Development and external validation of a logistic regression derived algorithm to estimate a 12-month post open defecation free slippage risk

Keywords: Chiefdom, CLTS, Community Led Total Sanitation, District Health Information Software (DHIS2), Prognostic model, open defecation free status (ODF)


Appropriate open defecation free (ODF) sustainability interventions are key to mobilising communities to consume sanitation and hygiene products and services that enhance quality of life and result in embedded behavioural change. This study aims to develop a logistic regression derived risk algorithm to estimate the risk of the loss of ODF status over a 12-month period, and to externally validate the model using an independent data set. ODF status loss occurs when one or more toilet adequacy parameters is no longer present for one or more toilets in a community. Data collected in the Zambia district health information software for water sanitation and hygiene management was utilised in this study. Datasets for the Chungu and Chabula chiefdoms were selected for this study. The data was collected from the date of attainment of ODF status (October 2016) for a period of 12 months until September 2017. The Chungu chiefdom data set was utilised as the development data set whilst the Chabula chiefdom data set was utilised as the validation data set. Data was assumed to be missing at random and the complete case analysis approach was used. The events per variables were satisfactory for both the development and validation data sets. Multivariable regression with a backwards selection procedure was used to decide candidate predictor variables with p values less than 0.05 meriting inclusion. To correct for optimism, the study compared amount of heuristic shrinkage by comparing the model’s apparent C-statistic to the C-statistic computed by non-parametric bootstrap resampling. In the resulting model, an increase in the covariates ‘months after ODF attainment’, ‘village population’ and ‘latrine built after CLTS’, were all associated with a higher probability of ODF status loss. Conversely, an increase in the covariate ‘presence of a handwashing station with soap’, was associated with reduced probability of ODF status loss. The predictive performance of the model was improved by the heuristic shrinkage factor of 0.988. The external validation test confirmed good prediction performance with an area of 0.85 under the receiver operating characteristic curve and no significant lack of fit (Hosmer-Lemeshow test: p = 0.246). The results of this study must be interpreted with caution in context where ODF definitions, cultural and other factors are different from those described in the study.

Author Biography

Warren Mukelabai Simangolwa, SNV Netherlands Development Organisation
Warren M.S; co-author to the chapter “CLTS and sanitation marketing: aspects to consider for a better integrated approach” in the book sustainable sanitation for all: experiences, challenges and innovations, is a seasoned innovative WASH systems strengthening design, rural-urban & peri-urban faecal sludge management value chain, supply chains, inclusive business, sanitation marketing, inclusive technology development, governance & policy, infrastructure, emergency & fragile regions, CLTS for rural and peri-urban and last mile approaches researcher and practitioner


Bennett, D. A., 2001. How can I deal with missing data in my study?. Australian and New Zealand Journal of Publich Health, 25(5), pp. 464-469.

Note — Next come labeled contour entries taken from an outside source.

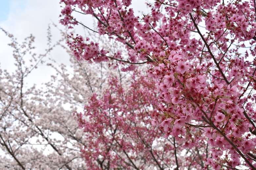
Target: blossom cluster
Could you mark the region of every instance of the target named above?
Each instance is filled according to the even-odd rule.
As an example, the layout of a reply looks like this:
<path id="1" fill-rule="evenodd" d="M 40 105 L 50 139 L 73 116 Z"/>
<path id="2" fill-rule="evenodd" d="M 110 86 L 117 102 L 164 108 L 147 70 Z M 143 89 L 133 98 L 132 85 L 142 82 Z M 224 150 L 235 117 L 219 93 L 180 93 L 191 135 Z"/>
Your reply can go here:
<path id="1" fill-rule="evenodd" d="M 72 17 L 67 7 L 77 6 L 95 17 L 100 35 L 126 46 L 129 63 L 150 63 L 160 111 L 152 124 L 165 138 L 174 137 L 184 148 L 209 145 L 202 168 L 256 169 L 256 61 L 248 59 L 256 54 L 253 1 L 156 0 L 147 4 L 150 13 L 138 16 L 130 1 L 61 2 L 62 24 L 73 24 L 64 21 Z M 78 59 L 124 62 L 122 54 L 94 53 L 97 43 L 77 38 L 68 44 Z"/>

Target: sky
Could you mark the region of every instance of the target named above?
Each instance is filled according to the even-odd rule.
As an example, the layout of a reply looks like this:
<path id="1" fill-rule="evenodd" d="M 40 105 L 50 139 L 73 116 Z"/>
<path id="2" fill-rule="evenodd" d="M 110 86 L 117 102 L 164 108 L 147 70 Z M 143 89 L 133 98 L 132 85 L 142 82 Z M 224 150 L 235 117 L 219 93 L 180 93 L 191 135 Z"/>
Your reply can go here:
<path id="1" fill-rule="evenodd" d="M 24 39 L 32 34 L 35 37 L 34 44 L 36 47 L 34 52 L 43 53 L 47 48 L 47 29 L 49 24 L 52 28 L 53 42 L 60 38 L 60 31 L 54 28 L 52 23 L 57 25 L 58 29 L 64 30 L 65 27 L 59 23 L 62 8 L 60 0 L 0 0 L 0 27 L 7 31 L 21 42 Z M 135 15 L 139 11 L 147 13 L 144 0 L 133 0 L 133 8 Z M 144 7 L 143 8 L 143 7 Z M 87 15 L 87 16 L 88 15 Z M 81 18 L 87 25 L 92 25 L 92 18 Z M 91 27 L 93 27 L 92 25 Z M 90 27 L 89 26 L 89 27 Z M 76 32 L 83 32 L 81 27 L 76 27 Z M 13 49 L 8 45 L 10 42 L 10 38 L 2 31 L 0 31 L 0 68 L 7 69 L 10 72 L 14 71 L 14 60 L 12 56 Z M 60 47 L 56 48 L 48 57 L 56 60 L 58 63 L 70 64 L 69 56 Z M 29 80 L 32 84 L 41 84 L 50 80 L 50 75 L 55 73 L 53 70 L 43 65 L 31 74 Z M 33 85 L 32 84 L 32 85 Z"/>
<path id="2" fill-rule="evenodd" d="M 3 1 L 0 7 L 0 27 L 12 34 L 20 43 L 32 34 L 35 37 L 33 45 L 36 49 L 33 52 L 36 53 L 44 53 L 48 47 L 48 24 L 54 23 L 58 25 L 59 28 L 65 28 L 58 24 L 61 11 L 59 0 L 0 1 Z M 53 27 L 52 25 L 51 27 Z M 53 42 L 61 38 L 57 29 L 52 29 L 52 33 Z M 8 45 L 10 42 L 10 38 L 0 31 L 0 68 L 13 72 L 15 67 L 12 56 L 13 49 Z M 53 51 L 48 57 L 60 63 L 69 63 L 68 55 L 60 48 Z M 28 81 L 32 85 L 41 84 L 50 81 L 51 75 L 54 74 L 53 72 L 53 70 L 49 69 L 46 66 L 40 66 L 38 69 L 32 72 Z"/>

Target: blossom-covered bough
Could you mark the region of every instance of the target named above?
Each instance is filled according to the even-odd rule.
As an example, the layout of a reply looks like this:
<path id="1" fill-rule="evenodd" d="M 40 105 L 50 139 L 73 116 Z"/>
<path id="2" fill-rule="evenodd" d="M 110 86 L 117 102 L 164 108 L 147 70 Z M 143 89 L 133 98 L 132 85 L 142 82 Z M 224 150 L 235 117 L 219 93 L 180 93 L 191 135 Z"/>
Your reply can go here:
<path id="1" fill-rule="evenodd" d="M 160 111 L 152 124 L 184 148 L 204 148 L 200 168 L 256 169 L 255 0 L 156 0 L 138 16 L 129 0 L 61 2 L 61 23 L 71 29 L 82 24 L 72 12 L 91 15 L 98 30 L 83 25 L 122 43 L 128 55 L 71 33 L 78 59 L 115 60 L 123 71 L 151 65 Z"/>

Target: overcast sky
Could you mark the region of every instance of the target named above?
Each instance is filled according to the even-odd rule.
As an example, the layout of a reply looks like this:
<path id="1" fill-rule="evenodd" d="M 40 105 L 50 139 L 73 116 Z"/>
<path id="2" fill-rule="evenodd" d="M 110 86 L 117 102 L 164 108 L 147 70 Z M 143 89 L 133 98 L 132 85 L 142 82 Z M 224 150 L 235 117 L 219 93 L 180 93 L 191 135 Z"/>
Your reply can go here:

Bodner, T., 2008. What Improves with Increased Missing Data Imputations?. A Multidisciplinary Journal, 15(4), pp. 651-675.

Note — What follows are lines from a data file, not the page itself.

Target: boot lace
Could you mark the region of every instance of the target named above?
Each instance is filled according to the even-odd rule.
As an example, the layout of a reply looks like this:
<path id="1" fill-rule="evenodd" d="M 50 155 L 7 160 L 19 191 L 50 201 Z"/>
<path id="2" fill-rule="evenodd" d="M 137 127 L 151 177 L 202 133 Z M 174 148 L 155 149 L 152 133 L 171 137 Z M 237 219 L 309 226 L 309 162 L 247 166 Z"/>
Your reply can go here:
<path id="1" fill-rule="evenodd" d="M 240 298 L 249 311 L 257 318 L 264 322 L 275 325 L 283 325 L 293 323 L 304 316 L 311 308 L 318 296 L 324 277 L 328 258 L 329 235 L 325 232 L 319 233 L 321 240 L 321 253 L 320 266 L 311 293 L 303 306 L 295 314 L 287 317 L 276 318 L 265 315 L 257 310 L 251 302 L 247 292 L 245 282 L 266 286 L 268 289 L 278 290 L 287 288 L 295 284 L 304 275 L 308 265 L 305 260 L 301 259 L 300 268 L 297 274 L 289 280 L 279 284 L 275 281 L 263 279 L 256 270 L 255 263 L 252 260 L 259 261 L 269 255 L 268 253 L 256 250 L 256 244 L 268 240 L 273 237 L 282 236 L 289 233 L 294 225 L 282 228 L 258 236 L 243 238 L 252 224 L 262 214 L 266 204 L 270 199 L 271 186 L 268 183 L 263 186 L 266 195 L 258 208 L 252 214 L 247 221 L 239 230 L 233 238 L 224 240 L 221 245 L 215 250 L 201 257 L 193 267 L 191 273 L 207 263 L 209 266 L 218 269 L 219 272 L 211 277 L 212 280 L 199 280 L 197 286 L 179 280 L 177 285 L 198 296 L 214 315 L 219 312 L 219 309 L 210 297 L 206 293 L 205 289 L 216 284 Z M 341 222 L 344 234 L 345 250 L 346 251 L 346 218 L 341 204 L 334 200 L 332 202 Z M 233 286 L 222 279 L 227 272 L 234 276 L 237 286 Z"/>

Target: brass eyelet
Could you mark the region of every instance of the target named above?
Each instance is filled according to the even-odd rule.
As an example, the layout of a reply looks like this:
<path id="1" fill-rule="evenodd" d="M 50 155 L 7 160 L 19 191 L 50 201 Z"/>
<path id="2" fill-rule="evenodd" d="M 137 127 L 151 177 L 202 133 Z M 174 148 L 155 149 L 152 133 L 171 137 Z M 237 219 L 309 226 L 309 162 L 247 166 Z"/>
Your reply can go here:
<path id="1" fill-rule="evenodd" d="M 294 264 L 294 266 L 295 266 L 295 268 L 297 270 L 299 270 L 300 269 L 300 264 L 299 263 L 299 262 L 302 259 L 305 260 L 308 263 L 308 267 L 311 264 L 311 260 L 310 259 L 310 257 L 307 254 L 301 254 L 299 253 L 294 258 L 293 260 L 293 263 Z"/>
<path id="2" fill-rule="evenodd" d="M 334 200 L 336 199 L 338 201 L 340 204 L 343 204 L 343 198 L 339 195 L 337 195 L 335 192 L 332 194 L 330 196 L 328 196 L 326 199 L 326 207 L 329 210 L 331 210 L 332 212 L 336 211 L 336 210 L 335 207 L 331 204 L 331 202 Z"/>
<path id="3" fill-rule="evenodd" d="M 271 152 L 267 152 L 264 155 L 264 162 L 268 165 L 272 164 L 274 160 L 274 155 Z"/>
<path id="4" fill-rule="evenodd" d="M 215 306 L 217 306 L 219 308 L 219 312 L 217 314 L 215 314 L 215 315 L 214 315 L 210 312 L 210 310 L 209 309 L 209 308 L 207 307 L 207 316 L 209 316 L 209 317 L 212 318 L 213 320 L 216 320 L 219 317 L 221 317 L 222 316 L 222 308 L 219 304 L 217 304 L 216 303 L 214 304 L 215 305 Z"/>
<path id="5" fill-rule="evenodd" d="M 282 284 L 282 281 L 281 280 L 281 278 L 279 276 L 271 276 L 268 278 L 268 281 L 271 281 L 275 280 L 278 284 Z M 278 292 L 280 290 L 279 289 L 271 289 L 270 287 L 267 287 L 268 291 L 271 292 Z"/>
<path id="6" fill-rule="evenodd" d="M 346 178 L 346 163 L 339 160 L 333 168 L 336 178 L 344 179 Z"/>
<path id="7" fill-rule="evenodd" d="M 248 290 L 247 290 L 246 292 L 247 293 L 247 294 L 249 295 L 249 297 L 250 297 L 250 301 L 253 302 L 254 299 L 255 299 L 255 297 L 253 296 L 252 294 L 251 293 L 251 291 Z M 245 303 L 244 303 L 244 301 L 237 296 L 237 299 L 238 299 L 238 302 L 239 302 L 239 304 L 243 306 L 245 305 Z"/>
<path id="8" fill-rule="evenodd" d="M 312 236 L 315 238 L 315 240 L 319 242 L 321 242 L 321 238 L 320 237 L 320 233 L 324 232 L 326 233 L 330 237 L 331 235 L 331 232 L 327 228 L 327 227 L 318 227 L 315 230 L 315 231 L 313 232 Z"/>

Bongartz, N. V. a. P., 2016. Going beyond open defecation free. In: N. V. a. J. F. (. P. Bongartz, ed. Sustainable Sanitation for All: Experiences, Challenges, and Innovations. Rugby: Practical Action,, pp. 1-3.

Collins, G. S., Ogundimu,, E. O. & Altman , D. G., 2016 . Sample size considerations for the external validation of a multivariable prognostic model: a resampling study. Statistics in Medicine, 35(2), p. 214–226..

Crocker, J., Saywell, D. & Bartr, J., 2017. Sustainability of community-led total sanitation outcomes: Evidence from Ethiopia and Ghana. International Journal of Hygiene and Environmental Health, 220(3), p. 551–557.

CSO, 2010. 2010 census of population and housing, Lusaka: The Central Statistical Office .

Habbema, J., EW., S., MJ., E. & FE., H. J., 2001. Prognostic modeling with logistic regression analysis: in search of a sensible strategy in small data sets. Med Decis Making, Volume 21, p. 45–56.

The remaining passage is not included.